Existing remote attestation mechanisms cannot verify whether confidential virtual machines (CVMs) execute on physically trusted TEE platforms, causing CVM deployment to diverge from established TEE threat models (e.g., Intel TDX). This work proposes Datacenter Execution Assurance (DCEA), the first framework to tightly bind vTPM-anchored measurements to physical platform identity, enabling unified verification of CVM boot evidence and chassis-level hardware identity. DCEA integrates vTPM, discrete TPM, Intel TDX, and TXT within a cloud provider–controlled software stack to establish an end-to-end trusted boot and remote attestation pipeline, effectively mitigating replay and proxy attacks. We implement and evaluate DCEA on Google Cloud with Intel TDX, demonstrating verifiable proofs of both CVM physical provenance and runtime integrity. DCEA delivers the first deployment solution for high-assurance confidential computing in low-trust environments that fully aligns with TEE threat models.
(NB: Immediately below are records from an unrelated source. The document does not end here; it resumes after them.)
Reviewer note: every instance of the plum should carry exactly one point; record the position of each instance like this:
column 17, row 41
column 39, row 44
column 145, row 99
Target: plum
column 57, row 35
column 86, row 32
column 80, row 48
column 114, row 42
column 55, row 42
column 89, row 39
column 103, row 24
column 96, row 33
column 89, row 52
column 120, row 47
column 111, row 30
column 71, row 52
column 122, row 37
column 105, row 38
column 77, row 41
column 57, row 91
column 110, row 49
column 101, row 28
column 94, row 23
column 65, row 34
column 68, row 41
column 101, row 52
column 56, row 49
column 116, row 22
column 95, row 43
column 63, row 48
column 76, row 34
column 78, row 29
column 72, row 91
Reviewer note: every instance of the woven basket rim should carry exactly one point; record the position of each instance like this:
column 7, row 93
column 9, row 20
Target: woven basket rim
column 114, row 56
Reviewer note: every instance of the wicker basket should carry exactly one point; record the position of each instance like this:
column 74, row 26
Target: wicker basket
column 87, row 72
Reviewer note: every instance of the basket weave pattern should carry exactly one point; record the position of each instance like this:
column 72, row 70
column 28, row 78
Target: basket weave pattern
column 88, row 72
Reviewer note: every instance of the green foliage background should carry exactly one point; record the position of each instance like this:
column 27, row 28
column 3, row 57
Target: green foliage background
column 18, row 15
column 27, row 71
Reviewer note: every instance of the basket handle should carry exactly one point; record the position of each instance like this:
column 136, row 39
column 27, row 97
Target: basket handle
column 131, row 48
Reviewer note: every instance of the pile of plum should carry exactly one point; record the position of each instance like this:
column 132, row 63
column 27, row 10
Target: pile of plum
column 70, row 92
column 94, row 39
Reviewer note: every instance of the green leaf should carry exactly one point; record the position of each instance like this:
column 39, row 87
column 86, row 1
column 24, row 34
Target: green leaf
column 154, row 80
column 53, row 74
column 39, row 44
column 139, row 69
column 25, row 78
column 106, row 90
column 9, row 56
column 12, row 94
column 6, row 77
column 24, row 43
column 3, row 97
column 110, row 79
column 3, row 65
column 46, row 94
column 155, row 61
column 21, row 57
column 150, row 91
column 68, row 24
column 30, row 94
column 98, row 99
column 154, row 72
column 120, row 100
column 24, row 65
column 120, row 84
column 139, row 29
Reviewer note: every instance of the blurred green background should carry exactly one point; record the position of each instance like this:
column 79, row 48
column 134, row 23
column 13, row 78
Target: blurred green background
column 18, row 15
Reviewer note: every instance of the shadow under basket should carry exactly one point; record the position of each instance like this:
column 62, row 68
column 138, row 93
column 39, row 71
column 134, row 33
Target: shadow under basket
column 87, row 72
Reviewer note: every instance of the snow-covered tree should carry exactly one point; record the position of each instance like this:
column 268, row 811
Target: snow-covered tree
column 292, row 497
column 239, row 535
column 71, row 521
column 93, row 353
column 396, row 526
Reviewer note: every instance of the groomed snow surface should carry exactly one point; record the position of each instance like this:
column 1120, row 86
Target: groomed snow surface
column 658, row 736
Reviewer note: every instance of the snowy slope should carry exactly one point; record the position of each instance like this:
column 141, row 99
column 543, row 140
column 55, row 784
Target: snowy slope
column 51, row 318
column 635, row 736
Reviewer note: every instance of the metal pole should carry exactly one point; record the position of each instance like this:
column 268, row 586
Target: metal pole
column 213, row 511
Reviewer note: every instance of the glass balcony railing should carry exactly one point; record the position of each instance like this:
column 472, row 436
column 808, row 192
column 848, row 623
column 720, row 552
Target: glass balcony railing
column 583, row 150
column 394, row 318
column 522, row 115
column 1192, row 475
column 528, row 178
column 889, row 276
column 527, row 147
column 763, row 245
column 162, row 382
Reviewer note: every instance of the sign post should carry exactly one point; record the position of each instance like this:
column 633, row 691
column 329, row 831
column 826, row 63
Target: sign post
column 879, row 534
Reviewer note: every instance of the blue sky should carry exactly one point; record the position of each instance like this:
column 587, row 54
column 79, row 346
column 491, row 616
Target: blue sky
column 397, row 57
Confidential Virtual Machines (CVMs) protect data in use by running workloads inside hardware-isolated environments. In doing so, they also inherit the limitations of the underlying hardware. Trusted Execution Environments (TEEs), which enforce this isolation, explicitly exclude adversaries with physical access from their threat model. Commercial TEEs, e.g., Intel TDX, thus assume infrastructure providers do not physically exploit hardware and serve as safeguards instead. This creates a tension: tenants must trust provider integrity at the hardware layer, yet existing remote attestation offers no way to verify that CVMs actually run on physically trusted platforms, leaving today's CVM deployments unable to demonstrate that their guarantees align with the TEE vendor's threat model. We bridge this confidence gap with Data Center Execution Assurance (DCEA), a design generating "Proofs of Cloud". DCEA binds a CVM to its underlying platform using vTPM-anchored measurements, ensuring CVM launch evidence and TPM quotes refer to the same physical chassis. This takes advantage of the fact that data centers are often identifiable via TPMs. Our approach applies to CVMs accessing vTPMs and running on top of software stacks fully controlled by the cloud provider, as well as single-tenant bare-metal deployments with discrete TPMs. We trust providers for integrity (certificate issuance), but not for the confidentiality of CVM-visible state. DCEA enables remote verification of a CVM's platform origin and integrity, mitigating attacks like replay and attestation proxying. We include a candidate implementation on Google Cloud and Intel TDX that leverages Intel TXT for trusted launch. Our design refines CVMs' threat model and provides a practical path for deploying high-assurance, confidential workloads in minimally trusted environments.